Entgegen der Rechtsansicht der belangten Behörde stellt die nicht ausreichende Glaubhaftmachung der Hilfsbedürftigkeit im Antrag auf Spitalskostenrückersatz keinen Mangel im Sinne des § 13 Abs. 3 AVG dar. Vielmehr läge gegebenenfalls eine Unvollständigkeit des Sachvorbringens vor, die die Entscheidung der Behörde in der Sache nicht hinderte. Allerdings hat die belangte Behörde den Antrag der Beschwerdeführerin nicht gemäß § 13 Abs. 3 AVG zurückgewiesen, sondern ihn - unter Hinweis darauf, dass er "zurückzuweisen gewesen wäre", "nicht stattgegeben", weil es "im Gegenständlichen an der Voraussetzung des § 31 Abs. 1 lit. b Stmk. SHG mangelt".
Der Verwaltungsgerichtshof geht daher davon aus, dass der angefochtene Bescheid in Richtung der Abweisung des Rückersatzantrages der Beschwerdeführerin wegen des Fehlens der in § 31 Abs. 1 lit. b Stmk. SHG normierten Voraussetzung zu deuten ist.
Die belangte Behörde hat die Abweisung des Antrages der Beschwerdeführerin nicht auf die nicht ausreichende Glaubhaftmachung der Hilfsbedürftigkeit der Patientin M R gestützt. Vielmehr wurde in diesem Zusammenhang im angefochtenen Bescheid nichts ausgeführt. Die Frage der ausreichenden Glaubhaftmachung der Hilfsbedürftigkeit der Patientin ist daher im Beschwerdefall durch den Verwaltungsgerichtshof nicht zu überprüfen. Es wird allerdings darauf hingewiesen, dass die Beschwerdeführerin in der vorliegenden Beschwerde mehrfach behauptet, dem erteilten Verbesserungsauftrag mit Schreiben vom 15. Juli 2005 nachgekommen zu sein und "ausführlich die Hilfsbedürftigkeit und die finanzielle Situation der Frau G R, welche für die Patientin M R unterhaltspflichtig ist, dargelegt" zu haben.

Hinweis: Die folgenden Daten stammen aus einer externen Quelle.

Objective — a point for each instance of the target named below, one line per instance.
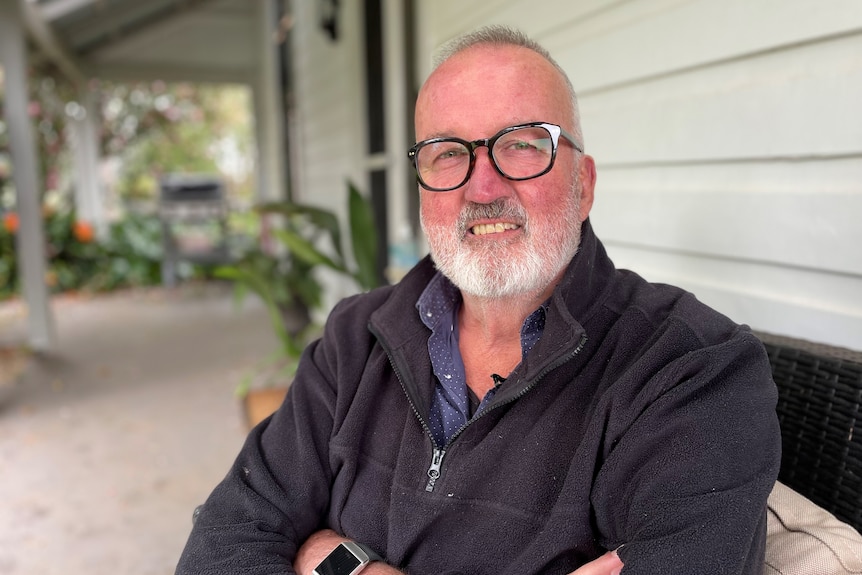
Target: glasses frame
(553, 129)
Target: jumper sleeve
(689, 466)
(277, 491)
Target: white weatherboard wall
(728, 140)
(328, 141)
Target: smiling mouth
(499, 227)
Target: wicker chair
(820, 411)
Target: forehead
(485, 88)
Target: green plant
(283, 276)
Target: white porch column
(268, 109)
(31, 235)
(89, 199)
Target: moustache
(499, 209)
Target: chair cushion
(804, 539)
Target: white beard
(524, 265)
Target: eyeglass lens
(520, 154)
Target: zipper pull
(434, 470)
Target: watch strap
(372, 555)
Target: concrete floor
(108, 445)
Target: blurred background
(162, 161)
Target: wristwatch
(349, 558)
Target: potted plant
(282, 276)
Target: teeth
(483, 229)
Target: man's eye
(451, 153)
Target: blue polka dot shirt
(451, 406)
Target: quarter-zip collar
(573, 301)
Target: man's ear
(587, 174)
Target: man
(518, 406)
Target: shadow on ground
(107, 445)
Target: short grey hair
(498, 35)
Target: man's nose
(485, 184)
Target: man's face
(495, 237)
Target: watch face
(340, 562)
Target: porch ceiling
(201, 40)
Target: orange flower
(10, 222)
(83, 232)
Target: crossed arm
(318, 546)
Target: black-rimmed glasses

Die belangte Behörde stützt die Abweisung des Antrages der Beschwerdeführerin im angefochtenen Bescheid darauf, dass die Voraussetzung des § 31 Abs. 1 lit. b Stmk. SHG nicht vorliege. Sie führte aus, die Patientin habe bei der stationären Aufnahme in das Krankenhaus bereits seit mehr als sechs Wochen Unterbauchbeschwerden gehabt. Es sei somit keine akute Notfallbehandlung vorgelegen, es wäre der Patientin zumutbar gewesen, einen Antrag beim Magistrat Graz, Sozialamt, zu stellen.
Die belangte Behörde hat sich somit mit der Frage auseinander gesetzt, ob es der Patientin möglich gewesen wäre, rechtzeitig einen Sozialhilfeantrag zu stellen. Damit hat sie aber verkannt, dass § 31 Abs. 1 lit. b Stmk. SHG eine Obliegenheit des Dritten, der die Hilfeleistung erbringt, zur Verständigung des Sozialhilfeträgers, vorliegend also der Beschwerdeführerin, begründet, und die Unterlassung der Antragstellung durch den Hilfsbedürftigen dem Rückersatzanspruch des Dritten nicht entgegen gehalten werden kann (vgl. z.B. die hg. Erkenntnisse vom 16. Juni 2009, Zl. 2008/10/0007, vom 9. September 2009, Zl. 2004/10/0139).
Die Voraussetzung für den Rückersatz nach der genannten Bestimmung des Stmk. SHG wäre daher dann erfüllt, wenn die Hilfeleistung so dringend erforderlich gewesen wäre, dass der Sozialhilfeträger von der Beschwerdeführerin vorher nicht mehr hätte verständigt werden können, wie dies von der Beschwerdeführerin behauptet wird. Infolge der dargestellten Verkennung der Rechtslage hat sich die belangte Behörde mit diesem Vorbringen allerdings nicht auseinander gesetzt (vgl. z.B. die beiden bereits zitierten hg. Erkenntnisse vom 9. September 2009 und vom 16. Juni 2009).
Ausgehend vom festgestellten Sachverhalt kann nicht beurteilt werden, ob die Verständigung der Sozialhilfebehörde durch die Beschwerdeführerin vor der Behandlung bzw. vor unverschuldeter späterer Kenntniserlangung von der Hilfsbedürftigkeit möglich gewesen wäre.
Auf Grund obiger Ausführungen war der angefochtene Bescheid daher gemäß § 42 Abs. 2 Z. 1 VwGG wegen Rechtswidrigkeit seines Inhaltes aufzuheben.
Der Zuspruch von Aufwandersatz gründet auf den §§ 47 ff VwGG iVm der VwGH-Aufwandersatzverordnung 2008, BGBl. II Nr. 455, insbesondere deren § 3 Abs. 2.